The highest NO3 desorption value was obtained in the AS sample (about 200 mmol/kg). A slightly lower value was achieved by sample M-Ca (about 180 mmol/kg). The lowest desorption value was obtained for sample M-HDTMA (about 31 mmol/kg). Also for the desorption of PO4, the highest value was obtained in the AS sample (about 788 mmol/kg). The lowest value was obtained in sample M-Ca—about 94 mmol/kg. The desorption value for M-HDTMA was about 526 mmol/kg. The SO4 desorption values for the AS and M-HDTMA samples were similar to each other, approximately 752 mmol/kg for AS and approximately 742 mmol/kg for M-HDTMA. The highest SO4 desorption value was obtained in the M-Ca sample (about 910 mmol/kg).

Table 8 shows the percentage loss of adsorbed anions from the samples that occurred in the phytoavailability experiment. This is a measure of the availability of anions to plants. The higher the percentage, the greater the susceptibility of the anion to desorption and availability to plants [51].

Table 8

Percentage desorption (phytoavailability) of NO3, PO4, and SO4 from raw and modified samples.

	Desorption (%)
Sample	NO3	PO4	SO4
AS	93	90	88
M-Ca	83	89	60
M-HDTMA	97	94	63

The highest desorption percentage for NO3 ions was achieved by sample M-HDTMA—97%, a slightly lower value was obtained by sample AS-93%. The M-Ca sample obtained a value of 83%. The desorption of PO4 ions for AS and M-Ca samples remained at a similar level-about 90%. M-HDTMA obtained the highest desorption percentage in this case, amounting to 94%. For the desorption of SO4 ions, samples M-Ca and M-HDTMA obtained similar values—about 60%. The desorption of SO4 for the AS sample was almost 90%.

4. Conclusions

The aim of this study was to modify the surface of synthetic zeolite materials with Ca and HDTMA compounds and to determine their phytoavailability by comparing CEC and AEC parameters. Zeolite materials, previously calcined, even without modification with Ca and HDTMA additives, showed very high sorption values of nitrates, phosphates, and sulphates during the study. Modification of the material with HDTMA and Ca surfactant resulted in improved sorption of sulphate compounds compared to the unmodified material.

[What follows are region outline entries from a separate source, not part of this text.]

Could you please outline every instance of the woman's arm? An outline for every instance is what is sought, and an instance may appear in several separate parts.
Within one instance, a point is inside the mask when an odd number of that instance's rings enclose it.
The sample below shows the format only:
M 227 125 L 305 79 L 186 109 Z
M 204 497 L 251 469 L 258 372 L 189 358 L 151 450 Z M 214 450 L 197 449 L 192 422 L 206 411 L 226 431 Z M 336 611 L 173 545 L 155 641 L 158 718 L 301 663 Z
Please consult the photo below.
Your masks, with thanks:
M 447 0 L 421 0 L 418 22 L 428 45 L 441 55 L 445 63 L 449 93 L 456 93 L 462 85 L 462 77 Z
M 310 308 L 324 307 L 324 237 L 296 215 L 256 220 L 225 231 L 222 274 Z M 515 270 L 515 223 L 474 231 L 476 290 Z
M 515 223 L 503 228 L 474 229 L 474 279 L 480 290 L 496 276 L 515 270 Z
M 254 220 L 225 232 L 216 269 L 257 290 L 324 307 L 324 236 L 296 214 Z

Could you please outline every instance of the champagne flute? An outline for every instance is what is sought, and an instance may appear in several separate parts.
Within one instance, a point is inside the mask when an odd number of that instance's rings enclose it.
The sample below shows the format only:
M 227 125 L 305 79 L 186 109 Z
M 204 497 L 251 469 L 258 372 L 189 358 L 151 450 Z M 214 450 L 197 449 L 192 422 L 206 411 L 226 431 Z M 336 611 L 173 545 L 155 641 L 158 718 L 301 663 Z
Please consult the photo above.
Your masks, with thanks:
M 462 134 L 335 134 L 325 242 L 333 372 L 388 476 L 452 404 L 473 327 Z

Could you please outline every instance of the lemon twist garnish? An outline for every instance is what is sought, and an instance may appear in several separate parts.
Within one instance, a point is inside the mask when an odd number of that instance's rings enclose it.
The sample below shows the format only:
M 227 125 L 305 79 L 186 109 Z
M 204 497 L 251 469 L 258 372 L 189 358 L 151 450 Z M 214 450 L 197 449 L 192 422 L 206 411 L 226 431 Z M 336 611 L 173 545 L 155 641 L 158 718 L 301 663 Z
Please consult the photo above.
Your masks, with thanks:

Furthermore, modification with HDTMA surfactant and Ca showed that:

for nitrogen and phosphorus compounds, M-HDTMA samples had the best phytoavailability (97%),

for the sample M-Ca, the phytoavailability oscillated in the limits of 83% (for nitrogen compounds) and 89% (for phosphorus compounds), and

the phytoavailability of sulphates for the modified samples (M-Ca and M-HDTMA) oscillated around 60%.

The material without modification (AS) obtained the highest value of phytoavailability of sulphates (88%). Moreover, in comparison to all types of analyzed materials (M-Ca and M-HDTMA), the percentage desorption of NO3, PO4, and SO4 was similar (90%). This may indicate the good ability of AS to release mineral compounds and its potential use as a fertilizer additive.